Four more Book Bingo books

SPL Book Bingo 2025, Books 10–13

More Book Bingo quickies.

Michael Zapata, The Lost Book of Adana Moreau

For the “Suggested by a library worker” square.

Readable but didn’t grab me. Stories and stories and stories—in addition to the titular book that drives much of the novel’s main narrative, nearly every character with whom we spend any time gets a chance to tell a pivotal story in their own personal history to the tune of a few pages or more. The individual stories, including the overarching one, are compelling enough but the book didn’t really cohere that well for me. The book’s tone is one of magical realism, the matter-of-fact prose of a Gabriel García Márquez but with events that feel sometimes larger than life but hardly supernatural. There is a lot of talk about parallel universes but aside from various characters musing on the concept it didn’t seem integrated into the actual plot in a way that landed. So my overall experience was a bit disjointed and not terribly satisfying.

Letters of Note: Grief, compiled by Shaun Usher

For the “Grief” bingo square.

A collection of letters on the subject of grief. An interesting collection of perspectives, but I expected it to be more moving than it often was. Too many sixteenth- through eighteenth-century dudes telling people they should actually be happy their loved ones are with God or whatever, or that grief is pointless or indulgent. And many others written from people themselves in the throes of grief, some seeming to try to hold it at arm’s length in that prim Victorian way, some—maybe too few—really just giving into it. If this collection is trying to include a lot of different perspectives, I think it would benefit from more material from outside the U.S. and Europe. If it’s trying to be moving, I think prospective readers should listen to A Crow Looked At Me instead.

Anastacia-Reneé, Side Notes from the Archivist

For the “New-to-you format” square.

I think this was the worst square on the bingo card, but I tried to take it seriously. I don’t read a lot of poetry and I’m not good at it, and Side Notes from the Archivist is not just poetry but poetry with unorthodox formatting. So all in all it was a pretty new experience for me. But because I don’t read a lot of poetry and I’m not good at it, I’m not sure how to talk about it. The kaleidoscopic multiplicity of styles and themes (year-stamped snapshots from the 80s, an imaginary TV show about a black girl, Aunt Jemima as Dream House, thin columns of trisyllabic lines and blocks of prose poetry, lists and statistics and parenthesized words and elided words and expanses of blank space) maybe make this a challenging read even for people more accustomed to poetry than I am. The jumble of the collage on the book’s cover feels appropriate to the content. But I do think the stylistic experimentation is effective: it conveys the explosion of thoughts and experiences that come with being a Black queer person in the U.S. And throughout, there’s a very compelling rhythm to the words. I often found myself hearing the voice and cadence of Moor Mother in my head while reading it. As a collection it’s a bit bewildering but it rarely seems indulgent; the disorientation feels appropriate to the emotional landscape being mapped out.

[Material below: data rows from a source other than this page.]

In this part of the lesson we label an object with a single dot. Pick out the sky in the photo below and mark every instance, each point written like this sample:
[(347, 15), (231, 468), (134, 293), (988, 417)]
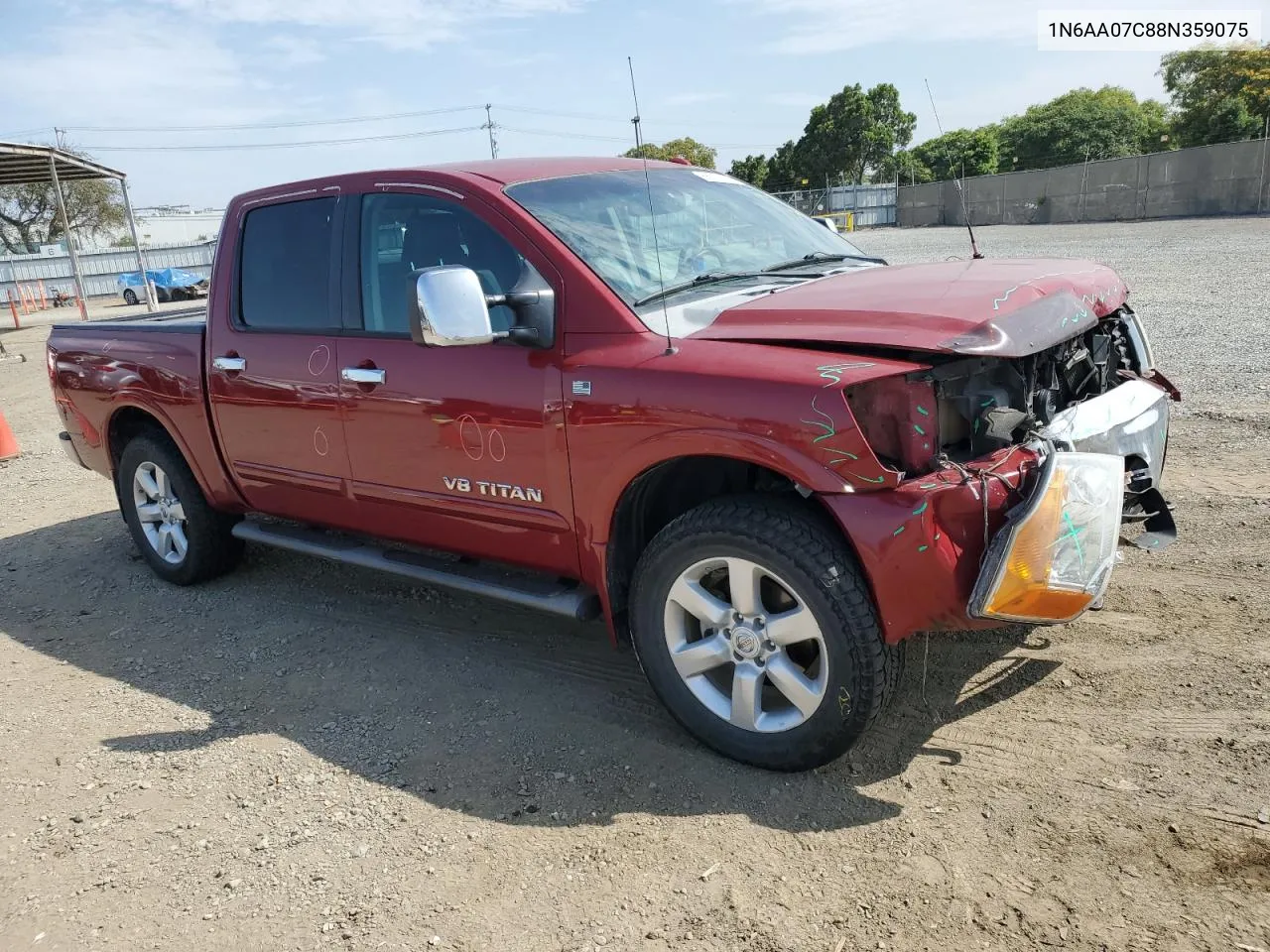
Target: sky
[(739, 75)]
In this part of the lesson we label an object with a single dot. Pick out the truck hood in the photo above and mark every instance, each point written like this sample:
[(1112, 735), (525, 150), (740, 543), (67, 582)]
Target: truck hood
[(1007, 307)]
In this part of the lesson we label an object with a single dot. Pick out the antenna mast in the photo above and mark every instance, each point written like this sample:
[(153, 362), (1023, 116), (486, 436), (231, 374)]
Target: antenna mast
[(489, 125), (974, 249), (652, 213)]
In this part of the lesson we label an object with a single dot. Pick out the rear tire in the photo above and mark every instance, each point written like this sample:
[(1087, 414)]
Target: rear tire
[(182, 538), (786, 678)]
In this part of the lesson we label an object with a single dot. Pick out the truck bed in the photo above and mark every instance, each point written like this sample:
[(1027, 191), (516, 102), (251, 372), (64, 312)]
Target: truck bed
[(186, 320), (111, 375)]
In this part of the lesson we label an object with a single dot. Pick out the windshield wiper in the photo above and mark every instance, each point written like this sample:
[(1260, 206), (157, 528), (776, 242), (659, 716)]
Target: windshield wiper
[(817, 257), (698, 281)]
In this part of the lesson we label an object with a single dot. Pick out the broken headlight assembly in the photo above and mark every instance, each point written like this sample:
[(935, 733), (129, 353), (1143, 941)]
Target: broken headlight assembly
[(1053, 557)]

Chris Abani, Smoking the Bible

For the “SAL Speaker (Past or Present)” square.

Another book of poetry! This one is far more sedate than Side Notes from the Archivist, more meditative, less experimental by far. I’m gonna say some things that reflect more on me as a reader than on Smoking the Bible itself, but what the hell, it’s my blog, not a professional book review.

I have some self-judgment about how I read. Reading a lot of trashy fantasy and sci-fi novels in middle and high school taught me how to read very fast, with not a lot of deep understanding because it wasn’t really necessary for those books. But I think this hurt me when I had to read math textbooks and shit in college, and like math textbooks, I don’t think you can effectively read poetry this way. In some senses Side Notes from the Archivist was easier on me: the formal experimentation felt like it allowed me to be OK with not fully understanding. Smoking the Bible reads more like (what I have been taught to think of as) Literature, so I had a familiar feeling that I was just not really picking up what the author was putting down.

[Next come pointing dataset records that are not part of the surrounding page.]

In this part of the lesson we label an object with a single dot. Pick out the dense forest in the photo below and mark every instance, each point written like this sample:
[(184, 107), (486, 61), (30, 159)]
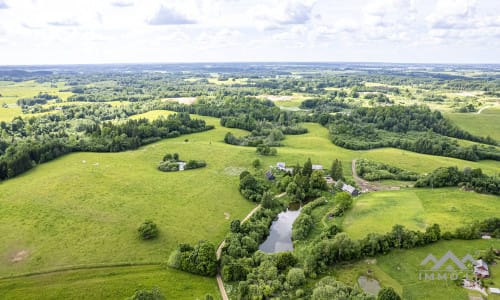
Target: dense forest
[(413, 128)]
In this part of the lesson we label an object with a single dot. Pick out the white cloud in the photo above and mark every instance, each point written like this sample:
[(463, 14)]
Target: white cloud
[(281, 14), (64, 23), (122, 4), (169, 16), (383, 30)]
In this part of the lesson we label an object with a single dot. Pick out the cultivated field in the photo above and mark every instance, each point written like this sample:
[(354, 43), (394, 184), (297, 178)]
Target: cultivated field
[(483, 124), (416, 209), (399, 269), (87, 207)]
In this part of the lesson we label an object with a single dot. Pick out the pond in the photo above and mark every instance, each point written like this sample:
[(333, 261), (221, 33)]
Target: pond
[(369, 285), (280, 235)]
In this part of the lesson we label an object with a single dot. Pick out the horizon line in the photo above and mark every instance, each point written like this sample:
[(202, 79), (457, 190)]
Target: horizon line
[(249, 62)]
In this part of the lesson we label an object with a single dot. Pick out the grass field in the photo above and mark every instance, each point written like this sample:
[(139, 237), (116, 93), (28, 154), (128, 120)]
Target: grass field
[(12, 91), (84, 208), (108, 283), (483, 124), (418, 208), (400, 270)]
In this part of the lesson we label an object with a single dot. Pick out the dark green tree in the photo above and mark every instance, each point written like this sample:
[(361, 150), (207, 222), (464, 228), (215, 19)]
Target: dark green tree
[(148, 230), (388, 293), (336, 171), (154, 294)]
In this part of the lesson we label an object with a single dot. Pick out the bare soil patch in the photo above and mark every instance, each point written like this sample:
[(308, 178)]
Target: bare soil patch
[(367, 186), (20, 256), (278, 98), (182, 100)]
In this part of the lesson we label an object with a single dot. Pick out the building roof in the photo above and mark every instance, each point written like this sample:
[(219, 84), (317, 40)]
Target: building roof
[(348, 188)]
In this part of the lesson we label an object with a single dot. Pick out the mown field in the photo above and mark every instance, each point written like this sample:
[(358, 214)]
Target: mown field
[(12, 91), (400, 269), (84, 208), (483, 124), (418, 208), (108, 283)]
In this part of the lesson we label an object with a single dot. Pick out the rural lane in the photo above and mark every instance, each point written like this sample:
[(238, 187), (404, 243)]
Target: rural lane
[(218, 277)]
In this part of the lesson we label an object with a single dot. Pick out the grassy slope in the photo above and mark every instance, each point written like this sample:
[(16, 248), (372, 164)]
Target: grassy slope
[(67, 212), (399, 269), (484, 124), (418, 208), (11, 91), (103, 283)]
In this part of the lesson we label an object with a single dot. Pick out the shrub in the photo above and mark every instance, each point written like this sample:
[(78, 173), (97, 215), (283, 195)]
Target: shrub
[(148, 230), (154, 294)]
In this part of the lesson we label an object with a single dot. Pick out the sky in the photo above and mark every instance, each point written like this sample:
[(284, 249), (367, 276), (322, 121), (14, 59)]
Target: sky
[(140, 31)]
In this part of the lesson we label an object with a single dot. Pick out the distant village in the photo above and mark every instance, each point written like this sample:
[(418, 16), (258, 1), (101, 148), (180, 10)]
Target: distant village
[(281, 166)]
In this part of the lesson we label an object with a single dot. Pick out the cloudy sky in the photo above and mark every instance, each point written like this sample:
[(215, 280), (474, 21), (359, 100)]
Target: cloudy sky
[(111, 31)]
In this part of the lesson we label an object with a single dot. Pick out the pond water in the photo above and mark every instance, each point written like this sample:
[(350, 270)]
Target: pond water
[(280, 235), (369, 285)]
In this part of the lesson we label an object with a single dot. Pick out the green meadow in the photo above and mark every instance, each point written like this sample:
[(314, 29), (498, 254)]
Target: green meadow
[(418, 208), (108, 283), (83, 209), (483, 124), (400, 270), (12, 91)]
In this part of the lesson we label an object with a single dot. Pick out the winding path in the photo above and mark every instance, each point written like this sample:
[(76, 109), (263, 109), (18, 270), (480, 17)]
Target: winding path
[(367, 186), (485, 107), (218, 277)]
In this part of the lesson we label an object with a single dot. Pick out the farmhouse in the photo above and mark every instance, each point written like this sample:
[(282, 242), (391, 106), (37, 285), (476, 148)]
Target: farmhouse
[(481, 269), (270, 175), (329, 180), (350, 189)]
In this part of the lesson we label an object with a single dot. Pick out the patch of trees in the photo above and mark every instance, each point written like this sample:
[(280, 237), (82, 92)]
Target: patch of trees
[(434, 98), (41, 98), (304, 222), (303, 183), (148, 230), (372, 170), (467, 108), (30, 146), (154, 294), (266, 150), (333, 102), (413, 128), (199, 259), (378, 97), (469, 179)]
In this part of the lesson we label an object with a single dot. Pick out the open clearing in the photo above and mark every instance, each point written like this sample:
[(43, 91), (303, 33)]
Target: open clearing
[(108, 283), (483, 124), (88, 213), (418, 208)]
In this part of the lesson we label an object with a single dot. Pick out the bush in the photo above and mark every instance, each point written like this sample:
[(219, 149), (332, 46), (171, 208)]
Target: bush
[(154, 294), (200, 259), (388, 293), (295, 277), (148, 230)]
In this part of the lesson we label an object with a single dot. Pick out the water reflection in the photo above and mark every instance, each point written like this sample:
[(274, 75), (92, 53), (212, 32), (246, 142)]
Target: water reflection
[(280, 236)]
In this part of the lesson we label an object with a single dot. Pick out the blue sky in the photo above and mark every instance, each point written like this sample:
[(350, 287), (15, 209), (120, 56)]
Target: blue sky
[(95, 31)]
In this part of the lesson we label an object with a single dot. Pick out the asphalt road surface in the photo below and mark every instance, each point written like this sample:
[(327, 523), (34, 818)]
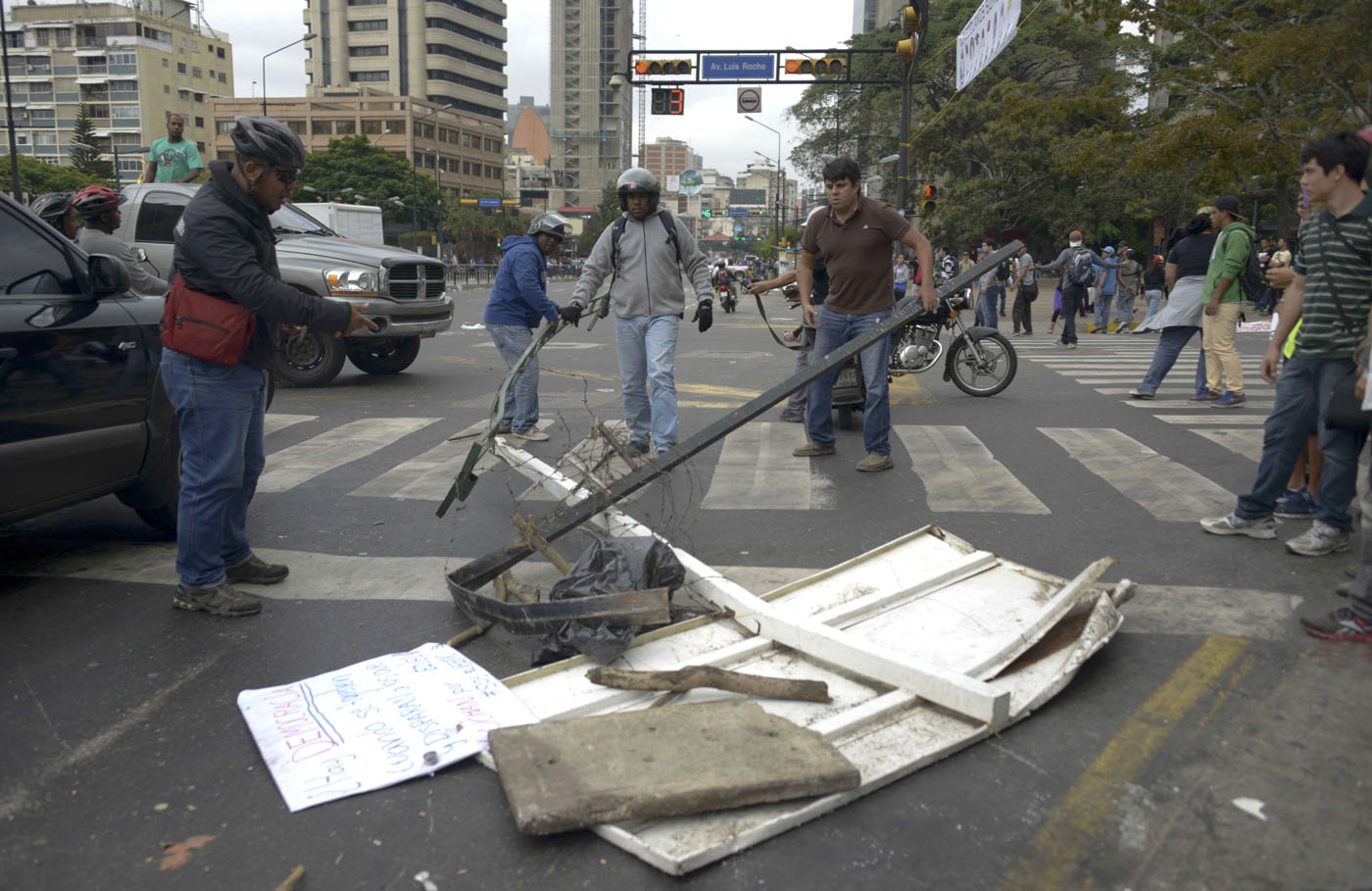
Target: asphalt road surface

But even if I didn’t get every reference and allusion and metaphor, or even what every poem was “about” in a broad sense, this was a beautiful and lyrical collection of poems. I read a few of them aloud to myself at my sit spot and it didn’t help me understand the meaning because I was too busy savoring the texture of the words.

Some of these poems—about a dying brother—are better meditations on grief than much of anything in the Letters of Note book reviewed above. There’s not a narrative from start to finish so much as a sketched-out arc, sweeping gracefully from a sort of invocation of a Muse and a terminal diagnosis to some vivid, hard-to-read imagery of new death and what seems like some kind of peace. Along the way: an abusive father, smells of cooking, peregrination. Trying to write about this book, I feel like maybe I should read it again.